When Angelo Orsoni set out for Paris in 1889, little could he have guessed at the success his courageous, original idea was to bring him. One thing is certain, though: this man of forty or thereabouts with his strong, resolute air, was taking a crucial gamble. For Orsoni aimed to show the world – and above all himself – that, within the vast enclosures of the Great Exhibition in Paris, alongside the most avant-garde techniques that looked steadily towards the approaching the future, a place of honour could be assigned to an ancient and noble medium: the mosaic. His success, when it came, was enormous. His multicoloured panel, which had been created as a sample collection of smalti and gold mosaic tiles, represented Orsoni’s first goal in a life dedicated to mosaic.
Angelo Orsoni was born in Murano in the mid-nineteenth century and, like many of his contemporaries, spent his early years working in glass factories. But before long, that job became Orsoni’s great passion, and he became especially skilled in making crystal, coloured glass and aventurine.
He was discovered by the celebrated mosaicist Giandomenico Facchina who, in 1877, opened a furnace making mosaic tesserae in Venice, and offered Orsoni a job producing smalti. Facchina moved to France, but young Angelo was reluctant to follow him, held back not only by his love of Venice but by his firm conviction that he could become a success in his own right in his native city. Facchina presented his valued assistant with the Venetian workshop and immediately became his best client: it was 1888.
The following year, the Great Exhibition was held in Paris. This was the age of Art Nouveau, when mosaic ceased to be regarded simply as a medium for religious works of art, and was used for the first time in secular art and decoration. Mosaic production enjoyed a healthy revival. At the start of the new century, Angelo Orsoni transferred his business from its primitive headquarters at the Misericordia to the Fondamenta di Cannaregio, where it is still situated. While he carried on experimenting with colour, Orsoni managed to display his genius in the field of technical innovation, introducing coal heating and inventing a rotating cylindrical press to compress the incandescent glass paste, in this way living the tesserae a more even surface.
Orsoni’s name soon became linked to major projects such as those involving the Ecole des Beaux Arts, the Trocadéro, the Hotel de la Ville, the celebrated Opera House, the Sacré Coeur Cathedral in Paris, the Sanctuary at Lourdes and St. Paul’s Cathedral in London, to name but a few. When Angelo Orsoni died in 1921, his son Giovanni inherited a company that was by now established throughout Europe.

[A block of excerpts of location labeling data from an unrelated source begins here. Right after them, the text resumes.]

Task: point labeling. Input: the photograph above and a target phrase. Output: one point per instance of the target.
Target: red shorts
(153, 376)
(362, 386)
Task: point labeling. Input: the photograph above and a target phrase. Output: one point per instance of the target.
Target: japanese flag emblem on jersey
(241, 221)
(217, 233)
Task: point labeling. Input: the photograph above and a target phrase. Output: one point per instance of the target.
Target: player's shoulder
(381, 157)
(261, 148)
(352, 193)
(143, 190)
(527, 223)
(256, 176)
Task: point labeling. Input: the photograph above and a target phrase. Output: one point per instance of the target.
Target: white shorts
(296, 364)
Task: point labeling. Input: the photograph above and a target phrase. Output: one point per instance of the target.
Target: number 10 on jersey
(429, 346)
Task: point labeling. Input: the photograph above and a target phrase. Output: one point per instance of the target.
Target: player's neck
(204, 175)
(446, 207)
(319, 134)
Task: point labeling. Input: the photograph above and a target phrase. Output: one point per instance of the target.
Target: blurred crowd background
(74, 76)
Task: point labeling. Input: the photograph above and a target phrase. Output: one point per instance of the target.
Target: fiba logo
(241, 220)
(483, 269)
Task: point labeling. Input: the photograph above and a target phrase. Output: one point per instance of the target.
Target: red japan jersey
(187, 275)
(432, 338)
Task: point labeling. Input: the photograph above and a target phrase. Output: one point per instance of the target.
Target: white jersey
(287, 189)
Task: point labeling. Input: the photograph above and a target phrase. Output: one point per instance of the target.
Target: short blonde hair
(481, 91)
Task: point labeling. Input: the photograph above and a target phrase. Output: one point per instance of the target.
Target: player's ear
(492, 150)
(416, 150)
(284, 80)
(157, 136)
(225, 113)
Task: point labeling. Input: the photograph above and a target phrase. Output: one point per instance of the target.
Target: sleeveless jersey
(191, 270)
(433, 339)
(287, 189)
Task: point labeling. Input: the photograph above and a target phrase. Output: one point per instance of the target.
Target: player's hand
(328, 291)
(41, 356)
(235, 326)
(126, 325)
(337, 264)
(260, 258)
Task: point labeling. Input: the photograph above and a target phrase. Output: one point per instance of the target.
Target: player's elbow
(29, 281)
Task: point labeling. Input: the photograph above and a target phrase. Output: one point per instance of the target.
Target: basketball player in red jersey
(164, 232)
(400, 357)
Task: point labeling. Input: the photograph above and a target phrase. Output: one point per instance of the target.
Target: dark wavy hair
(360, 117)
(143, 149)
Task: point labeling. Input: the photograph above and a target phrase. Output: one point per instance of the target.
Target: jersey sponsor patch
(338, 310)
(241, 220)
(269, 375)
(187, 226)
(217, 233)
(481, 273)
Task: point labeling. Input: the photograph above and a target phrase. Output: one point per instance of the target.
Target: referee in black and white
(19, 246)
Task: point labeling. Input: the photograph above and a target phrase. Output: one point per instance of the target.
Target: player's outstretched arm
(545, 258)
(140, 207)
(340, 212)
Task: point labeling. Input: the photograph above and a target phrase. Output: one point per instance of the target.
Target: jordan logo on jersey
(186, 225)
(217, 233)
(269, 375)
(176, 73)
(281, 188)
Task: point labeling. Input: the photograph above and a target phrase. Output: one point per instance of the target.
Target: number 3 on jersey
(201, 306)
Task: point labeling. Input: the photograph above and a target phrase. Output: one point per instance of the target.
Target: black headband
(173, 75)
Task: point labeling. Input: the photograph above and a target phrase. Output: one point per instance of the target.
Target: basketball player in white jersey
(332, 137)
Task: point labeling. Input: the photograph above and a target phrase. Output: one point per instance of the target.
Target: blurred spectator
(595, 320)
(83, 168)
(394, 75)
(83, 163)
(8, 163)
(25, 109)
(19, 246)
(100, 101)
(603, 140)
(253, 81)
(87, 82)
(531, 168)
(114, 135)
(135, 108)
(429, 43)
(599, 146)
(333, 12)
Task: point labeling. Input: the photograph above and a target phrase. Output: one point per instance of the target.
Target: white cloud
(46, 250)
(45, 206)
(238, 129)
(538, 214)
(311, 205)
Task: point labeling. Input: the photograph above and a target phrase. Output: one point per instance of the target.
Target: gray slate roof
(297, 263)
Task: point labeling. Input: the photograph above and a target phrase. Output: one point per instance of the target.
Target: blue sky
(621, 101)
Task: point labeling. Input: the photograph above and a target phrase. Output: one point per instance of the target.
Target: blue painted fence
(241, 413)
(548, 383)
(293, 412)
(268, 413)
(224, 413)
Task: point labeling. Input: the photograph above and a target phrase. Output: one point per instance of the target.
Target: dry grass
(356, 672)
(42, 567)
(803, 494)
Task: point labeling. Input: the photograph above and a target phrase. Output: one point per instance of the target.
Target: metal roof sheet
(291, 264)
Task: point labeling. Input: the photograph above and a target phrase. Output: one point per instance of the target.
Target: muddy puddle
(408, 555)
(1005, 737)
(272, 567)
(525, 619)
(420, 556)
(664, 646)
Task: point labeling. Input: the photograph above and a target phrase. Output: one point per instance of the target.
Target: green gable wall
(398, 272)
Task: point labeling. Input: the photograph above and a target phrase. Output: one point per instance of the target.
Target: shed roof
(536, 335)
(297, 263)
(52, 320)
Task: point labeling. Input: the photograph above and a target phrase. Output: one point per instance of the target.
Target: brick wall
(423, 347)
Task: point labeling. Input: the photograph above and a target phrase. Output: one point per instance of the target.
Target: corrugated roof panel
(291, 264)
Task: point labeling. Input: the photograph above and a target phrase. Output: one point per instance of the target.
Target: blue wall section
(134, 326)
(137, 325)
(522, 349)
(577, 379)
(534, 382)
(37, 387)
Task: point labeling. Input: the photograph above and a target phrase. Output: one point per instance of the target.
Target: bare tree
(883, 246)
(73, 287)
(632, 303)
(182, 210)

Giovanni Orsoni did not betray this cultural, as well as technical, legacy. He was responsible for the wonderful mosaic decorations on the spires of Gaudì’s masterpiece, the Sagrada Familia Church in Barcelona, and for those inside the Altare della Patria in Rome. Giovanni was assisted by his son Angelo, who took over the company on his father’s death in 1935. The years of World War II created a brief pause in the Orsoni’s activities, which were renewed with vigour and enthusiasm after the fighting ended, when Angelo was joined by his son Ruggero.
When his father died in 1969, Ruggero carried on the family business as tirelessly as ever, together with his brother Lucio, who added a new craft to the traditional production of smalti by opening a workshop manufacturing finished mosaics. Orsoni mosaics can now be admired in the furthest corners of the earth – from St. Christopher’s in Belgium to Ataturk’s Mausoleum in Ankara, Westminster Abbey in London, the gilded domes and Buddhas in Bangkok, King’s Palaces in Saudi Arabia, the Forum of Les Halles and Bassin de La Défence in Paris and the Pagoda of the Grand Palace of the Royal Family in Thailand.
In 2003 Trend Group, established in 2000 by Pino Bisazza, acquired the Angelo Orsoni foundry, enriching in this way the international company – already worldwide known for the production and the distribution of the industrial mosaics – with the historical handcraft Venetian company. Lucio Orsoni is still nowadays artistic consultant and Honorary President of the company. With the application of every single tesserae the Orsoni’s history continues, as brilliant, as pure and as magical as the mosaics themselves.